At midnight on January 16, 1920, the manufacturing, sale and distribution of alcoholic beverages became illegal in the United States. The relatively quick and easy ratification of the 18th Amendment came as no surprise to its supporters, especially given more than half the states already prohibited alcohol within their borders. The surprise was that Prohibition proved nearly impossible to enforce, quickly becoming one of the most openly violated laws in American history.

Rise of the Rum Runners

The prohibition of alcohol didn't eliminate demand, and America's 18,700-miles of border proved porous to smugglers eager to import illegal liquor at substantial profit. One of the most infamous rum runners was William McCoy. Before Prohibition, McCoy had built speed boats for wealthy private clients. Once the 18th Amendment went into effect, McCoy quickly discovered he could turn more profit carrying rum back to America from the Bahamas. His high-quality, imported alcohol gave rise to the phrase "the real McCoy." Although the U.S. renegotiated treaties to extend territorial waters to 12 miles off the coast, rum runners simply hovered just outside the boundary and quietly transferred their goods to speed boats that could slip into secret coves and small inlets to unload.

From Saloon to Speakeasy

With the passage of the 18th Amendment, the potentially unsavory neighborhood saloon disappeared from the American landscape. In its place, illegal drinking spots known as "speakeasies" proliferated. For example, the 1,200 legal bars operating in Cleveland in 1919 gave way to an estimated 3,000 speakeasies in 1923. Organized crime bosses owned or controlled many of these speakeasies -- perhaps none more notorious than Chicago's Al Capone. The city's estimated 10,000 speakeasies depended on Capone for their supply, and his power reached through the halls of government and behind the benches of courtrooms.

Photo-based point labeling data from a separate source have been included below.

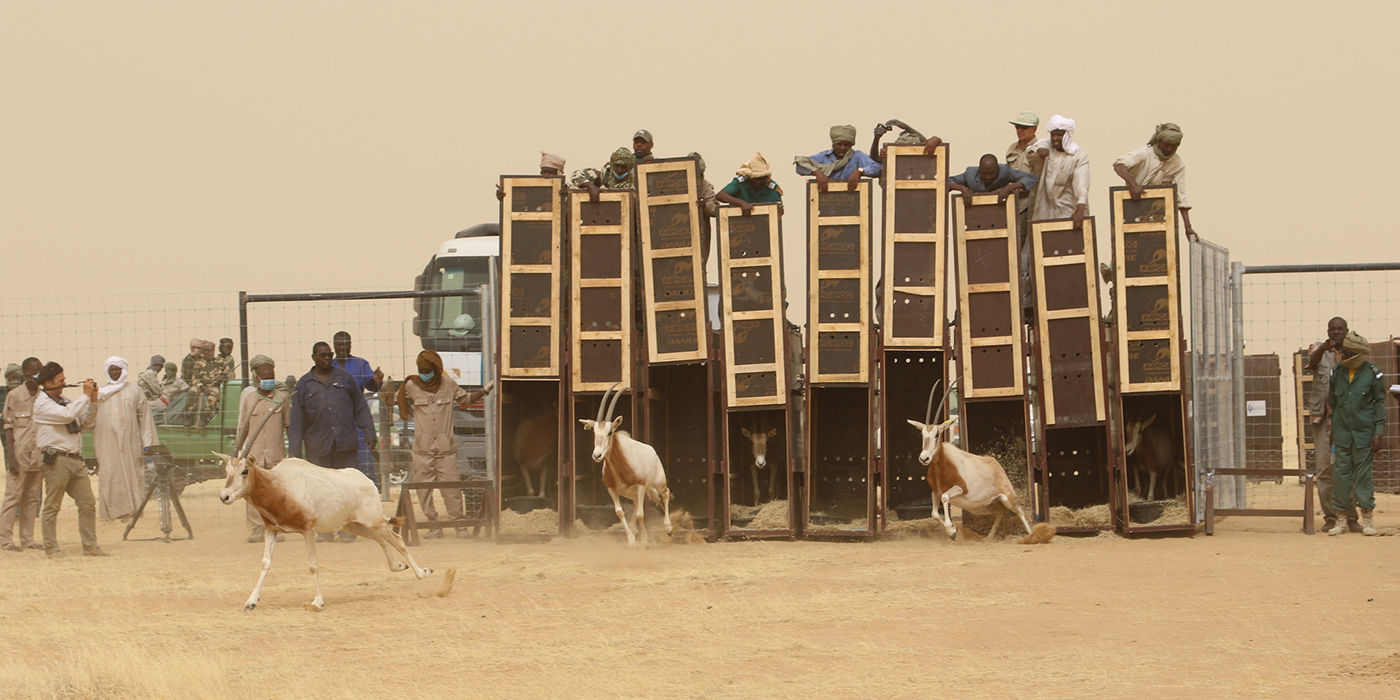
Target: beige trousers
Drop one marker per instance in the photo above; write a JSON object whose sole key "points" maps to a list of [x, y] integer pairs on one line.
{"points": [[67, 476], [21, 503], [438, 468]]}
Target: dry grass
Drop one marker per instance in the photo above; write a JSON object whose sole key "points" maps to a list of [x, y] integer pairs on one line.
{"points": [[1175, 618]]}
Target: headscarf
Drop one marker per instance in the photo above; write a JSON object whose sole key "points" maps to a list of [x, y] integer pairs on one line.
{"points": [[1165, 132], [1358, 347], [1064, 123], [114, 385], [758, 167], [549, 160], [620, 157], [433, 360]]}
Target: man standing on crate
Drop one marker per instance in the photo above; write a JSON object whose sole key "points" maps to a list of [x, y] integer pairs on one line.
{"points": [[1322, 360], [1355, 399], [427, 399]]}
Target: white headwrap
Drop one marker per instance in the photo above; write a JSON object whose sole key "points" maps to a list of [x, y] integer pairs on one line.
{"points": [[1064, 123], [112, 387]]}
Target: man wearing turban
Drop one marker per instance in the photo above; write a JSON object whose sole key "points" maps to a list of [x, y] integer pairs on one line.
{"points": [[1158, 164], [842, 161], [1064, 177], [429, 399], [1355, 399], [263, 419]]}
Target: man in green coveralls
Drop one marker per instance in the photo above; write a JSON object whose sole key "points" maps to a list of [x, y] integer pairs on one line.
{"points": [[1358, 419]]}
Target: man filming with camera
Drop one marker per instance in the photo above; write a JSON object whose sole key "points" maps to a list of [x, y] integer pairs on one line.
{"points": [[59, 440]]}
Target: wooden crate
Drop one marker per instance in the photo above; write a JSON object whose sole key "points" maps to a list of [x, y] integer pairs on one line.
{"points": [[839, 283], [916, 248], [602, 297], [990, 338], [672, 268], [751, 279], [532, 233], [1147, 293], [1070, 347]]}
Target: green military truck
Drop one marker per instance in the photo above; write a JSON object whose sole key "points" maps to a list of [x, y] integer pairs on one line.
{"points": [[193, 450]]}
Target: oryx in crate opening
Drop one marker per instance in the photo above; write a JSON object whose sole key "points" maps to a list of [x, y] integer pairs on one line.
{"points": [[973, 483], [630, 468]]}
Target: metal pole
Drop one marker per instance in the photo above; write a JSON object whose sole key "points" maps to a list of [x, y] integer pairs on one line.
{"points": [[1236, 301]]}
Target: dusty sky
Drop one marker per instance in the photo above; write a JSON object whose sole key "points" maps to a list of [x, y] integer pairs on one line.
{"points": [[161, 146]]}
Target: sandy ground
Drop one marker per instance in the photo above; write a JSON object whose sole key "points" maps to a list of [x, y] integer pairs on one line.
{"points": [[1257, 611]]}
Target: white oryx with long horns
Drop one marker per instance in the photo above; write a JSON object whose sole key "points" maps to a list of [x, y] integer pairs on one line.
{"points": [[973, 483], [297, 496], [630, 468]]}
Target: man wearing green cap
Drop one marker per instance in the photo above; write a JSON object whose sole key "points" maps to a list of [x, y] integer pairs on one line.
{"points": [[842, 161], [1158, 164], [1358, 420]]}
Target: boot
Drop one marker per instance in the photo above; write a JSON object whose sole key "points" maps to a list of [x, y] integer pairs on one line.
{"points": [[1367, 527]]}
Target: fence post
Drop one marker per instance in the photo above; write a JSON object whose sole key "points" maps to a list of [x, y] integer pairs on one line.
{"points": [[1236, 301]]}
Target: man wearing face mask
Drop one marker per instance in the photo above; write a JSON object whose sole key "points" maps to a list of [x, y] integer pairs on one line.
{"points": [[326, 412], [429, 399], [59, 441], [125, 433], [24, 480], [262, 409], [842, 161]]}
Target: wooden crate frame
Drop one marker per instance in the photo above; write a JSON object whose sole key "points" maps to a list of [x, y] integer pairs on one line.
{"points": [[577, 336], [815, 276], [773, 263], [1015, 338], [1171, 279], [510, 268], [1089, 261], [1302, 387], [893, 184], [697, 304]]}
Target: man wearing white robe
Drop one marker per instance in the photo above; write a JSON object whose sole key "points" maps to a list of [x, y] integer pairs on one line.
{"points": [[123, 434]]}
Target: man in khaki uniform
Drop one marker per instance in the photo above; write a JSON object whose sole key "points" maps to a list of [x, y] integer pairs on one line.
{"points": [[1158, 164], [262, 413], [59, 438], [1322, 360], [24, 480], [429, 399]]}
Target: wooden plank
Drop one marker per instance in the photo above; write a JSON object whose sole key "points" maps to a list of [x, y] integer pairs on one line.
{"points": [[990, 339], [1074, 391], [916, 249], [601, 305], [1147, 294], [672, 269], [839, 283], [751, 293], [532, 233]]}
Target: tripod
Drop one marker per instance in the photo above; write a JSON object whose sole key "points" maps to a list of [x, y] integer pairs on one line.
{"points": [[163, 485]]}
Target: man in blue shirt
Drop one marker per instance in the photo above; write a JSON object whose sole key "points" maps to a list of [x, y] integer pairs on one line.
{"points": [[364, 380], [842, 161]]}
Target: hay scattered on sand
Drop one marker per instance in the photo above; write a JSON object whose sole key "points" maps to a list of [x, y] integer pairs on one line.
{"points": [[543, 521], [1088, 518]]}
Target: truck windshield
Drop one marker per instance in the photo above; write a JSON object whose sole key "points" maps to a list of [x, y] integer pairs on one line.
{"points": [[457, 317]]}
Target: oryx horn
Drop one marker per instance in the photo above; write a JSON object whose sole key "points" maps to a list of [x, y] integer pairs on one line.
{"points": [[613, 405]]}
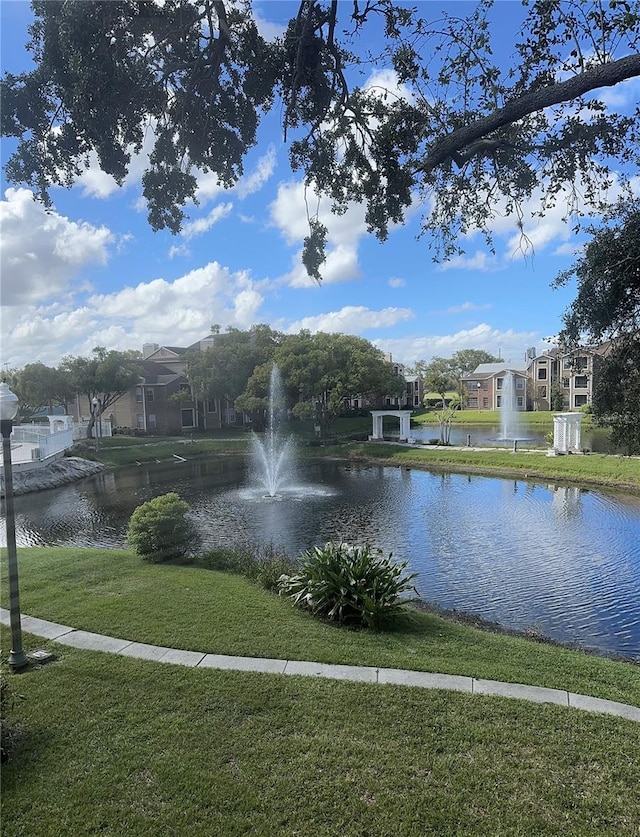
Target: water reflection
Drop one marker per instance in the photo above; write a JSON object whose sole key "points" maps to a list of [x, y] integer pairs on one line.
{"points": [[561, 559]]}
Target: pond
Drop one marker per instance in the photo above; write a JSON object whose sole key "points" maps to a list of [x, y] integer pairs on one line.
{"points": [[564, 561], [595, 439]]}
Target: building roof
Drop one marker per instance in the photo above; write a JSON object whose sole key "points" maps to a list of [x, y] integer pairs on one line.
{"points": [[487, 370]]}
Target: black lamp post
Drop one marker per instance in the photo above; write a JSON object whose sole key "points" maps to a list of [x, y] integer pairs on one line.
{"points": [[97, 420], [8, 411]]}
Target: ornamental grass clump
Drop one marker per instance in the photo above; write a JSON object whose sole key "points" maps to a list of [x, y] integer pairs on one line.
{"points": [[159, 529], [354, 585]]}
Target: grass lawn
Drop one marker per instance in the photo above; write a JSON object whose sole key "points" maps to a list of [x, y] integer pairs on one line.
{"points": [[542, 419], [114, 592], [116, 746]]}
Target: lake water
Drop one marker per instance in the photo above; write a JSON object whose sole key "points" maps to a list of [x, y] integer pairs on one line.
{"points": [[562, 560], [596, 439]]}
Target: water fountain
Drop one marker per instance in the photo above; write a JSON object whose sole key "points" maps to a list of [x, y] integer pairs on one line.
{"points": [[510, 425], [272, 457]]}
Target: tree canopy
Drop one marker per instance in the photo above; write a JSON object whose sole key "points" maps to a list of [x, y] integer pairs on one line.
{"points": [[607, 308], [37, 386], [105, 376], [460, 133], [327, 369]]}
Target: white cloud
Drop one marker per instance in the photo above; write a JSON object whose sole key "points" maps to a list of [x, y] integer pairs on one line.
{"points": [[97, 184], [289, 214], [510, 344], [269, 31], [481, 260], [42, 253], [569, 248], [204, 224], [177, 312], [259, 176], [178, 250], [352, 319], [464, 307]]}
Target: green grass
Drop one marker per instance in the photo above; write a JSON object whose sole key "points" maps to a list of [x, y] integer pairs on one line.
{"points": [[114, 592], [542, 419], [594, 469], [116, 746]]}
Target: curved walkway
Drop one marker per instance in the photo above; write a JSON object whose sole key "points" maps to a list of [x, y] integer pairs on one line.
{"points": [[361, 674]]}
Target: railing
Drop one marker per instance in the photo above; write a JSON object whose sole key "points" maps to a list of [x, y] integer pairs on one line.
{"points": [[100, 429], [32, 444]]}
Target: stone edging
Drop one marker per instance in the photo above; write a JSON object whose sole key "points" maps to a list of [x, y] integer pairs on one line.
{"points": [[361, 674]]}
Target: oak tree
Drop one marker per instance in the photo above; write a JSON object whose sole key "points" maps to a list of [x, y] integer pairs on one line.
{"points": [[607, 308], [461, 133]]}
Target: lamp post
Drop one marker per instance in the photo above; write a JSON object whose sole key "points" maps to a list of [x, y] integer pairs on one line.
{"points": [[97, 412], [8, 411]]}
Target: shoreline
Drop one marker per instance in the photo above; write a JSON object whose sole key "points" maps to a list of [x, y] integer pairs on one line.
{"points": [[474, 620]]}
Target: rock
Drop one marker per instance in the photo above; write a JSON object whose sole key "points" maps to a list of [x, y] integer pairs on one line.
{"points": [[62, 471]]}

Capone controlled not only the sales of alcohol in Chicago, but also its supply chain, reaching to smuggling sources in Canada and Florida.

Fueling Social Change

Americans initially supported Prohibition by wide margins, particularly given austerity brought on by the country's participation in World War I. However, with the war over, people were ready to let loose and have some fun, exhausted by years of stoic seriousness. Just six months after the onset of Prohibition, women also acquired the right to vote. Newly liberated women took to the floors of speakeasies, smoking cigarettes and drinking cocktails with bare legs, short skirts and bobbed hair. These "flappers" marked a sharp contrast to their straight-laced Victorian Era counterparts. Much like alcohol itself, social change bubbled up from the underground. Speakeasies erased social boundaries by branding all patrons criminals, and the working class hobnobbed with celebrities in posh urban nightclubs.

Moonshine in Dixie

Perhaps the biggest enforcement problem with Prohibition was the ease with which alcohol could be distilled. Illegal distilleries operated before Prohibition, primarily in rural areas, and their skills and expertise were in high demand once Prohibition took effect, and the closure of lawful distilleries increased demand. Proof of the proliferation of illicit stills could be found in the production of corn sugar, a basic component of corn whiskey, which saw a sixfold increase between 1919 and 1929. The Dixie Highway, a route running from Florida to Michigan, became a key route for moonshine distribution. Bootleggers running liquor often modified their cars so they could outrun police who attempted to pull them over. These modifications gave rise to the sport of stock car racing, which is still enjoyed by millions.